The Artistry Behind Efficient AI Conversations | HackerNoon

Table of Links

Abstract and 1 Introduction

2 Terminology

3 Exploring the design space of vision-language models and 3.1 Are all pre-trained backbones equivalent for VLMs?

3.2 How does the fully autoregressive architecture compare to the cross-attention architecture?

3.3 Where are the efficiency gains?

3.4 How can one trade compute for performance?

4 Idefics2 – an open state-of-the-art vision-language foundation model and 4.1 Multi-stage pre-training

4.2 Instruction fine-tuning and 4.3 Optimizing for chat scenarios

5 Conclusion, Acknowledgement, and References

A Appendix

A.1 Further experimental details of the ablations

A.2 Details of the instruction fine-tuning

A.3 Details of the evaluations

A.4 Red-teaming

3.2 How does the fully autoregressive architecture compare to the cross-attention architecture?

To our knowledge, there is no proper comparison between the fully autoregressive and the cross-attention architecture.
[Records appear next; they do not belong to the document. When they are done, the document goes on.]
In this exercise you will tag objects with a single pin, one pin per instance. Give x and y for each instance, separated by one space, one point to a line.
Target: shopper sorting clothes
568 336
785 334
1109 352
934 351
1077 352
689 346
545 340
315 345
We aim to fill this gap by considering their trade-offs, namely performance, parameter count, and inference cost.

Table 3: Ablation for the architecture and method of training.

Following (Alayrac et al., 2022), we first compare the two architectures by freezing the unimodal backbones and training only the newly initialized parameters (cross-attention on one side, and modality projection along with learned pooling on the other side), while fixing the amount of training data. Alayrac et al. (2022) shows that the more frequently the crossattention blocks are interleaved with the language model layers, and the higher the vision-language performance. As such, we note that under this setup, the cross-attention architecture has 1.3B more trainable parameters (2B trainable parameters in total) than the fully autoregressive architecture. Additionally, at inference time, the former uses 10% more flops than the latter. Under these conditions, we observe that the cross-attention architecture performs 7 points better in Table 3.

Out of the total number of parameters, approximately 15% for the fully autoregressive architecture and 25% for the cross-attention are trained. We hypothesize that this low proportion limits the expressivity of the training and hinders performance. To test that hypothesis, we compare the two architectures by unfreezing all parameters (newly initialized parameters and parameters of the pre-trained unimodal backbones). Under these conditions, training the fully autoregressive architecture would yield loss divergences, and we were not successful in stabilizing the training even by aggressively lowering the learning rate or gradually unfreezing various components. To overcome this stability challenge, we leverage Low-Rank Adaptation (Hu et al., 2022) to adapt the pre-trained parameters while using standard full fine-tuning for the newly initialized ones.

This setup yields significantly more stable trainings, and more importantly, we observe a 12.9 points increase under the fully autoregressive architecture, and 0.6 point under the cross-attention architecture. While the cross-attention architecture performs better than the fully autoregressive architecture with frozen backbones, it is worse when we add degrees of liberty for the pre-trained backbones. Besides, using LoRA allows training the unimodal backbones at a fraction of the GPU memory cost of full fine-tuning, and LoRA layers can be merged back into the original linear layers yielding no additional cost at inference. We therefore choose the fully autoregressive architecture in the rest of this work.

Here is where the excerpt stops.